Ajax 'Load More' button - Stumped

I am trying to scrape this site: https://www.littlermachinery.co.uk/stock/ and I understand that I have to use SetRequestEntity but I have no idea how this works (in laymans terms.)

I assume that I take the JSON at the bottom of the first page, use it to set the entity (although not sure how) and what happens after it is set?

Would I also need to work out the pagination from the {"page":1,"per_page":10,"total_rows":20,"total_pages":2} part?
Many thanks for your help here


Jason, this one is easy if

Jason, this one is easy if you know a bunch of little tricks. It seems easier to make a prototype of the scrape and attach it for you.

Things to note:

  • In the init script, I made a loop to request pages, in case there were more than two. Since there isn't I don't know if more parameters would need to be changed on the "Results next" parameters.
  • The data on "Results" was difficult to see where a listing ended (they were just </div> tags). I therefore have a token on there named END and if you look at the RegEx on it, I used a lookahead.
  • The response for "Results next" is JSON, and you can see the script that sets the headers.
  • The JSON of "Results next" contains a value that is escaped HTML to display on the page. I therefore parsed out the value, and used a method session.scrapeString() to send that HTML back to the "Results" scrapeable file and scrape it.

Many thanks for what looks like a tonne of work!

I am afraid 80% of it is over my head, but it did not seem to work out of the box.

The first page is scraped but the [email protected]@~ token did not find any matches, (see below). I tried to mess with it, but could not get it to run at all?

Have I got an incorrect setting in the SS software somewhere?

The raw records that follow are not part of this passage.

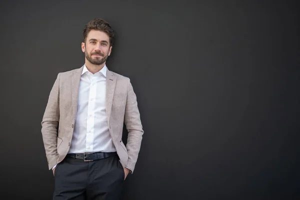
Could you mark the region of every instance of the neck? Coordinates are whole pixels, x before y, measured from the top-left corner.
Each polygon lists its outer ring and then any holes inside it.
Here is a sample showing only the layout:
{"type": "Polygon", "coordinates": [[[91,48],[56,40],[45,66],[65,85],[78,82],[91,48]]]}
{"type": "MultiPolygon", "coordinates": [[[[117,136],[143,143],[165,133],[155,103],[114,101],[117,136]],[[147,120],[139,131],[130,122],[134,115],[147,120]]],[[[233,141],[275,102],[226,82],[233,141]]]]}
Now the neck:
{"type": "Polygon", "coordinates": [[[86,60],[86,66],[88,70],[92,74],[96,73],[102,70],[104,66],[105,62],[104,62],[103,64],[98,66],[96,64],[92,64],[88,60],[86,60]]]}

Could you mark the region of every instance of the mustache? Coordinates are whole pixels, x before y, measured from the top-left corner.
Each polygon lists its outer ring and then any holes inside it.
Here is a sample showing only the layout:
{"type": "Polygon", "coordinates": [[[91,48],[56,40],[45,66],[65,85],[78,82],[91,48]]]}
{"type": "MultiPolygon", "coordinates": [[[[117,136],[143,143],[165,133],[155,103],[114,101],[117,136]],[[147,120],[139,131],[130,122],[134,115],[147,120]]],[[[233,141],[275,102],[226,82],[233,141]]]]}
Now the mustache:
{"type": "Polygon", "coordinates": [[[90,56],[92,56],[92,55],[100,55],[102,56],[104,56],[104,54],[102,54],[102,52],[100,52],[91,54],[90,56]]]}

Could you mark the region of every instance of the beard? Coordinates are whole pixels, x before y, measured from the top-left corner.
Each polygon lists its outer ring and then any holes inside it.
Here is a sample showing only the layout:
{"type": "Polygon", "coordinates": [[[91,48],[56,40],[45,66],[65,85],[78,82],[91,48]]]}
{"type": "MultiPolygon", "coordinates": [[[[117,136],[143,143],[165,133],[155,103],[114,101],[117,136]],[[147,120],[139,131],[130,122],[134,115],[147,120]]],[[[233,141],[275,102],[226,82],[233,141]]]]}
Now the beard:
{"type": "Polygon", "coordinates": [[[86,58],[88,60],[88,62],[90,62],[91,64],[96,64],[98,66],[100,66],[100,64],[103,64],[106,61],[106,60],[108,59],[108,54],[106,55],[105,54],[102,54],[100,52],[94,52],[90,54],[86,51],[86,52],[84,52],[84,55],[86,56],[86,58]],[[100,55],[102,58],[100,58],[98,57],[95,57],[94,58],[92,58],[92,55],[100,55]]]}

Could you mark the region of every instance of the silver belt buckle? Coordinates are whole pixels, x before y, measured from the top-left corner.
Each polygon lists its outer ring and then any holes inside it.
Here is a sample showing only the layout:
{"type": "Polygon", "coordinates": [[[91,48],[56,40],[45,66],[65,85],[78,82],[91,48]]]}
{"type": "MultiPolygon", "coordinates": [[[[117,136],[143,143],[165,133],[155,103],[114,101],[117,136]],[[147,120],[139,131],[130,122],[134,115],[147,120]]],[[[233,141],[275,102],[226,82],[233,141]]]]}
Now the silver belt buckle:
{"type": "Polygon", "coordinates": [[[93,161],[94,160],[86,160],[86,155],[88,154],[92,154],[92,153],[84,153],[84,161],[85,162],[87,162],[88,161],[93,161]]]}

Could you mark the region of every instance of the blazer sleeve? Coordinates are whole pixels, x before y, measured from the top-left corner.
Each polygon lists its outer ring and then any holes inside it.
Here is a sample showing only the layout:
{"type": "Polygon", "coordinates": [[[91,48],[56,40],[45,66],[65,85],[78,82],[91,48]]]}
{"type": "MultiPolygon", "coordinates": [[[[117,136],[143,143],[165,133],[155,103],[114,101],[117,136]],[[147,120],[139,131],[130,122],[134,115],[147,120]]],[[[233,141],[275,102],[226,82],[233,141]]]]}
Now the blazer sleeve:
{"type": "Polygon", "coordinates": [[[126,166],[133,172],[138,152],[140,148],[144,130],[138,108],[136,96],[134,92],[130,79],[128,79],[127,98],[125,108],[124,122],[128,131],[126,148],[128,160],[126,166]]]}
{"type": "Polygon", "coordinates": [[[57,164],[57,137],[60,120],[60,73],[53,85],[42,122],[42,133],[49,170],[57,164]]]}

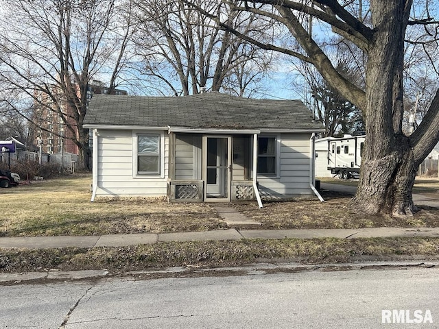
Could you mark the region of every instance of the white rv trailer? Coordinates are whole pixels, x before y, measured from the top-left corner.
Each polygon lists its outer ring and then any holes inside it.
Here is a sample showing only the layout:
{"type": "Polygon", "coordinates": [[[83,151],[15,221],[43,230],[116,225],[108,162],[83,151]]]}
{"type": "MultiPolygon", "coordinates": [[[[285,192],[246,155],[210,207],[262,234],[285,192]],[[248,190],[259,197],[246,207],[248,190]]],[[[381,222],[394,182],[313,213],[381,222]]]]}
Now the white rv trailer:
{"type": "Polygon", "coordinates": [[[361,133],[342,138],[327,137],[316,141],[316,174],[322,177],[338,175],[348,179],[359,173],[366,136],[361,133]],[[319,150],[320,150],[319,151],[319,150]],[[326,164],[326,172],[324,166],[326,164]]]}

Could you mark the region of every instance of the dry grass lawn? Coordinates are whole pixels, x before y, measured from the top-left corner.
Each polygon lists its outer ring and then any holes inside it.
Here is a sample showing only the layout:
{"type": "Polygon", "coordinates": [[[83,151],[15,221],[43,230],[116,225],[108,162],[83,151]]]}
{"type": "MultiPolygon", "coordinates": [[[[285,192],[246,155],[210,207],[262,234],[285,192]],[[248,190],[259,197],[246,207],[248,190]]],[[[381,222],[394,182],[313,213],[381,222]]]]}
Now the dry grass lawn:
{"type": "MultiPolygon", "coordinates": [[[[163,233],[226,226],[208,204],[141,198],[97,198],[91,203],[91,176],[82,175],[0,188],[0,236],[163,233]]],[[[438,180],[424,180],[416,185],[417,191],[431,197],[438,196],[438,180]]],[[[262,229],[439,226],[438,209],[424,207],[412,218],[396,220],[357,213],[346,207],[350,198],[346,195],[324,197],[324,203],[313,199],[265,202],[262,209],[256,202],[233,206],[260,221],[262,229]]]]}
{"type": "Polygon", "coordinates": [[[139,198],[90,202],[91,176],[1,188],[0,236],[202,231],[225,223],[205,204],[139,198]]]}

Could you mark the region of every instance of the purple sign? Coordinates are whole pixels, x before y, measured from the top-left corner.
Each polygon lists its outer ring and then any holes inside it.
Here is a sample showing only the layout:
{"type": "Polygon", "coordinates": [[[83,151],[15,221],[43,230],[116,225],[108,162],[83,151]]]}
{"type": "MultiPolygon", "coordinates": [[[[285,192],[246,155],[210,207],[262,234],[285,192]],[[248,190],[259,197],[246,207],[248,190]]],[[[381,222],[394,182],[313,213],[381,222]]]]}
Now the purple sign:
{"type": "Polygon", "coordinates": [[[1,153],[15,153],[15,143],[13,141],[0,141],[1,153]]]}

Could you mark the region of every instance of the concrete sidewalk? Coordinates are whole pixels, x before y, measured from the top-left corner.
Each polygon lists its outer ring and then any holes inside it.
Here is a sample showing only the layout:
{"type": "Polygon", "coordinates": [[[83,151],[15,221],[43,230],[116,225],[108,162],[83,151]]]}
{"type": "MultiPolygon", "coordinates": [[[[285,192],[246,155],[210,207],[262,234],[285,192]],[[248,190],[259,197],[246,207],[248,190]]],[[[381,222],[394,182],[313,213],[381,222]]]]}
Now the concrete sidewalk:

>>>> Requesting page 2 of 2 <<<<
Scraping file: "Results next"
Results next: Processing scripts before a file is scraped.
Processing script: "LittlerMachinery example - set JSON headers"
Results next: Requesting URL: https://www.littlermachinery.co.uk/wp-json/facetwp/v1/refresh
Results next: POST data: { "action": "facetwp_refresh", "data": { "facets": { "vehicles_rad": [], "year_3": [], "text_search": [], "load_more": [ 2 ] }, "frozen_facets": {}, "http_params": { "get": [], "uri": "stock", "url_vars": [] }, "template": "vehicle_layout", "extras": { "sort": "default" }, "soft_refresh": 1, "is_bfcache": 1, "first_load": 0, "paged": 2 } }
Results next: Processing scripts before all pattern applications.
Results next: Extracting data for pattern "JSON"
Results next: The pattern did not find any matches.
Results next: JSON: Processing scripts once if no matches.
Results next: JSON: Processing scripts after all pattern applications.
Results next: Warning! No matches were made by any of the extractor patterns associated with this scrapeable file.
Results next: Processing scripts after a file is scraped.
>>>Completed on page 2<<<
Processing scripts after scraping session has ended.
Processing scripts always to be run at the end.
Scraping session "LittlerMachinery example" finished.

Apologies - I was right - I had Jtidy on.

I removed JTidy and it worked perfectly thank you!